President Donald Trump praised Pfizer on Tuesday for rolling back price increases on dozens of pharmaceutical drugs, one day after he publicly criticized the company’s price hikes.
“Just talked with Pfizer CEO and [U.S. Department of Health Secretary Alex Azar] on our drug pricing blueprint. Pfizer is rolling back price hikes, so American patients don’t pay more,” Trump wrote on Twitter. We applaud Pfizer for this decision and hope other companies do the same. Great news for the American people!”
The Financial Times and Wall Street Journal reported earlier this month that Pfizer and other pharmaceutical companies had raised prices in recent days. For Pfizer, the increases on July 1 applied to more than 100 drugs, including Viagra, Norvasc blood pressure medication and lung cancer drug Xalkori. Some of the drug prices increased by double digit percentages.
Pfizer confirmed in a statement that it had decided to roll back the price increases after discussions between Trump and company CEO Ian Read. The pharmaceutical giant said the drugs will return to their pre-July 1 prices “as soon as technically possible” and stay in place until either the end of the year or until elements of the Trump-backed health care blueprint go into effect.

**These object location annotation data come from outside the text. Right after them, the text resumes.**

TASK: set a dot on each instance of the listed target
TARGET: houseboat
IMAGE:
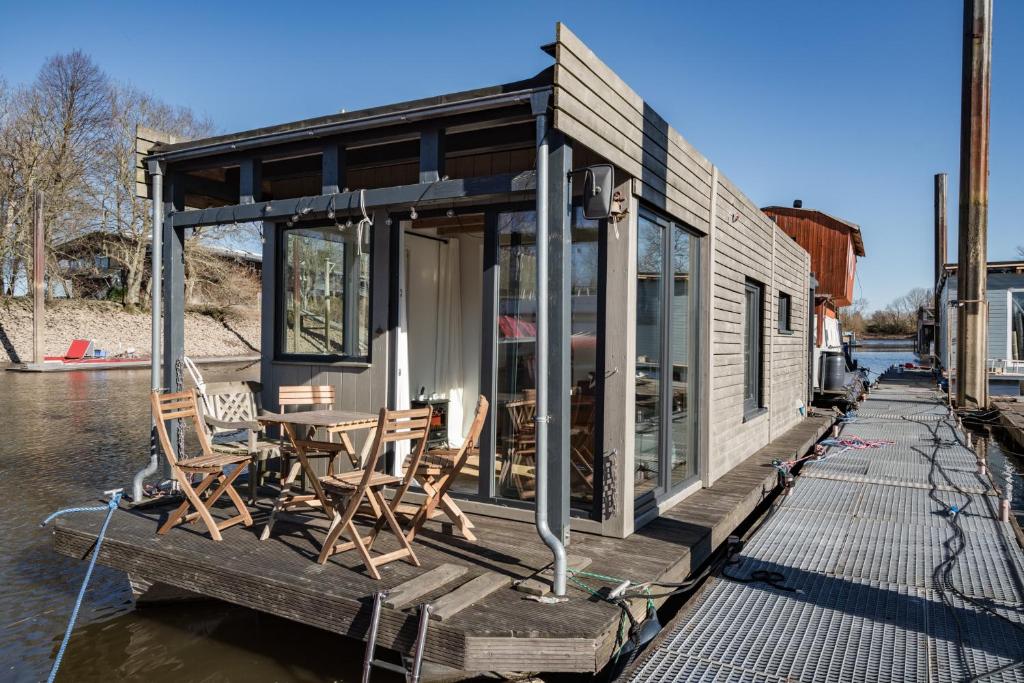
(835, 246)
(1005, 297)
(406, 261)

The Trump administration released a blueprint last May to lower the list prices and out-of-pocket costs associated with prescription drugs.
“Pfizer shares the President’s concern for patients and commitment to providing affordable access to the medicines they need,” Read said in a statement. “The most fundamental way the biopharmaceutical industry creates value is by discovering innovative medicines that help people live longer, healthier, more productive lives.”
“We are encouraged that the president recognizes the value our industry brings to society and our ability to fulfill our mission to discover and bring innovative new medicines to patients,” Read added.
Trump tweeted earlier this week that Pfizer and other companies that raised prices “should be ashamed,” adding that the companies were “merely taking advantage” of consumers.